Bulgari opère sa « révolution industrielle » à Saignelégier

La marque italienne de luxe a inauguré vendredi une nouvelle manufacture qui se veut novatrice ...
Bulgari opère sa « révolution industrielle » à Saignelégier

La marque italienne de luxe a inauguré vendredi une nouvelle manufacture qui se veut novatrice aux Franches-Montagnes, elle fusionne le processus de fabrication des boîtes et des cadrans

La nouvelle manufacture Bulgari à Saignelégier. La nouvelle manufacture Bulgari à Saignelégier.

Les Franches-Montagnes s’affirment encore un peu plus comme une terre de l’industrie du luxe. La marque italienne Bulgari du groupe LVMH a inauguré vendredi après-midi une nouvelle manufacture à Saignelégier. Une manufacture d’habillage qui se veut novatrice en fusionnant les processus de fabrication des boîtes et des cadrans de montre, deux pièces et deux métiers que l’horlogerie avait toujours distingués voire scindés jusqu’à présent. « Le fait que les métiers soit fragmentés créaient souvent des retards énormes dans l’industrie horlogère en termes d’approvisionnement. Là ils sont éliminés car on va lancer un cadran et une boîte de façon parallèle par rapport à une date d’assemblage à Neuchâtel qui reste fixe. Plus on peut réduire les temps de fabrication, plus on peut s’adapter à des variations de demande. Donc cela augmente nos ventes et réduit nos stocks », explique Jean-Christophe Babin, CEO (Chief Executive Officer) de Bulgari.
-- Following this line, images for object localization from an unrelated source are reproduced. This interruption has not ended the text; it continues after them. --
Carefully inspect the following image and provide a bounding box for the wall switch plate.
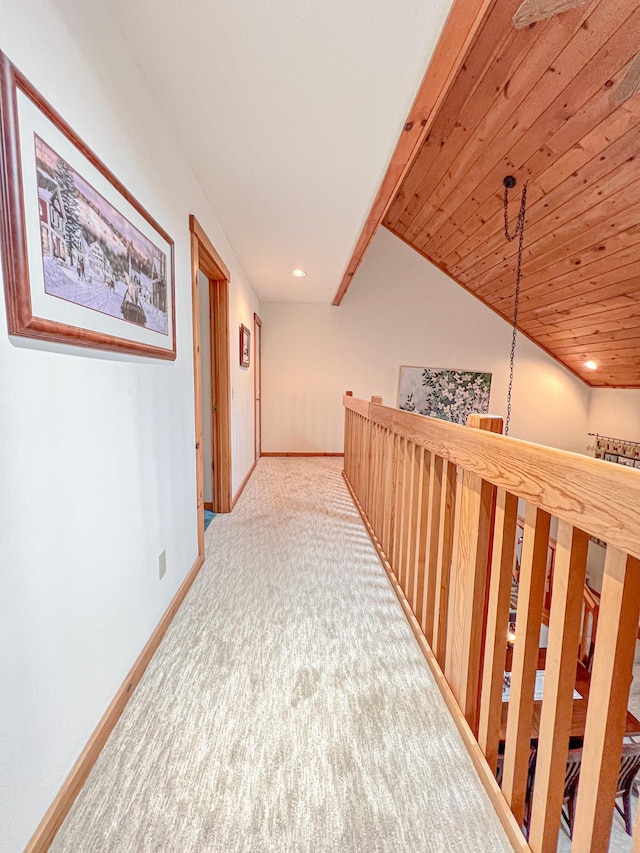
[159,550,167,580]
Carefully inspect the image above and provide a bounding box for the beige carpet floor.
[51,458,512,853]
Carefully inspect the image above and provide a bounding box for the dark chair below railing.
[539,739,640,839]
[561,746,583,838]
[615,740,640,835]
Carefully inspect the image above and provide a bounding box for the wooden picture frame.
[240,323,250,368]
[0,51,176,359]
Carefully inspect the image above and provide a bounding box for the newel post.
[444,413,503,734]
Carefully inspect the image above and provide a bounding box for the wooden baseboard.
[342,471,529,853]
[260,452,344,457]
[231,458,257,509]
[204,501,214,512]
[25,551,205,852]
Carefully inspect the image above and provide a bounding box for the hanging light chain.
[503,179,527,437]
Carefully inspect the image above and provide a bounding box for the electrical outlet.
[158,550,167,580]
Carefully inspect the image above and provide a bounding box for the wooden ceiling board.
[386,0,535,231]
[448,134,640,280]
[473,199,640,297]
[447,113,640,268]
[527,328,640,354]
[381,0,640,387]
[524,291,640,329]
[410,23,638,261]
[477,183,640,284]
[392,1,629,247]
[416,32,636,276]
[510,264,640,327]
[440,107,639,278]
[389,8,582,235]
[489,245,640,311]
[549,320,640,341]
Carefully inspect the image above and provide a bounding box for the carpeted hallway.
[51,458,512,852]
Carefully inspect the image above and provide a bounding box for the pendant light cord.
[503,180,527,436]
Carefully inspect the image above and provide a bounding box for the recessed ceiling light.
[290,268,306,278]
[584,360,598,370]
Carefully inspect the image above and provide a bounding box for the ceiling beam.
[332,0,495,306]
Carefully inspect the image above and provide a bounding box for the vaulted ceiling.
[341,0,640,388]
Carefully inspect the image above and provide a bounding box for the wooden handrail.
[346,395,640,560]
[342,394,640,852]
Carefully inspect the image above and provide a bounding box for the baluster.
[371,422,380,540]
[343,409,349,481]
[445,473,495,732]
[359,413,367,503]
[633,795,640,852]
[432,459,457,669]
[388,432,401,572]
[422,453,444,644]
[571,549,640,850]
[401,438,416,591]
[396,438,408,587]
[343,391,353,484]
[527,522,589,853]
[502,504,551,826]
[445,414,502,732]
[380,428,394,557]
[368,421,378,535]
[478,488,518,775]
[413,450,434,624]
[405,444,424,613]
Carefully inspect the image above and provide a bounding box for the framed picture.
[398,366,491,425]
[240,323,251,368]
[0,52,176,359]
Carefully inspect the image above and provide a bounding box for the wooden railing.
[343,393,640,852]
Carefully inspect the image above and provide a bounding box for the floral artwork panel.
[398,366,492,425]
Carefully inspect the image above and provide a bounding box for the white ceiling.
[101,0,454,302]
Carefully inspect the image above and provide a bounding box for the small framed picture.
[240,323,251,368]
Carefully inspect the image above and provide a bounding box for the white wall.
[585,389,640,592]
[261,228,592,455]
[0,2,259,849]
[588,389,640,444]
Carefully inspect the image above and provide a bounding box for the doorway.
[254,313,262,462]
[190,216,232,558]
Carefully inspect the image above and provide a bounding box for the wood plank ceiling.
[382,0,640,387]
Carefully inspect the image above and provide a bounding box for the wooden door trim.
[190,215,232,522]
[190,215,231,281]
[332,0,493,306]
[254,312,262,462]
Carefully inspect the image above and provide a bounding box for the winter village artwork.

Jean-Christophe Babin, CEO Bulgari

Cette synergie est d’ailleurs bien visite lorsque l’on visite l’usine où pièces de boîte et cadran se côtoient, bien que la chaîne reste parfois distincte pour certains processus. Pour créer ce nouvel écrin à Saignelégier, Bulgari a donc tiré un trait sur l’un de ses sites de La Chaux-de-Fonds, mais sans suppression d’emploi assure la marque. « Ici on trouve des gens qui ont un savoir-faire et une culture horlogère que l’on ne trouve nulle part ailleurs. Et on y trouve aussi un vivier de jeunes ouverts à un monde qui dépasse le métier de l’horlogerie et qui ont envie de pousser les limites. On a donc à la fois une tradition et une envie de penser différemment qui nous pousse à nous ouvrir à de nouvelles matières, à de nouvelles façons de monter », avance le directeur général Bulgari horlogerie, Antoine Pin.

Antoine Pin, directeur général Bulgari horlogerie

Un paon est ici peint à la main sur un cadran, un travail qui mêle art et précision. Un paon est ici peint à la main sur un cadran, un travail qui mêle art et précision.

Capable de sortir jusqu’à 100'000 pièces par an, le site de Saignelégier a demandé plusieurs millions de francs d’investissement. « On ne donne jamais de chiffres précis. On n’a pas forcément envie que certains de nos concurrents viennent nous copier et sachent exactement combien peut coûter ce genre de révolution industrielle », sourit Jean-Christophe Babin. La nouvelle manufacture accueille actuellement 120 collaborateurs mais elle capable d’évoluer pour intégrer davantage de mains d’œuvre et de métiers pour pouvoir « répondre à des demandes très particulières de clients finaux », selon Antoine Pin. Là est finalement toute la magie des Franches-Montagnes ainsi que l’a souligné le président du Gouvernement Jacques Gerber. Une terre agricole, chevaline, capable aussi de fabriquer des produits de luxes pour satisfaire les exigences les plus folles de clients fortunés. /jpi

Boîtes et cadrans passent au polissage. Boîtes et cadrans passent au polissage.

Les pièces sont travaillées avec minutie. Les pièces sont travaillées avec minutie.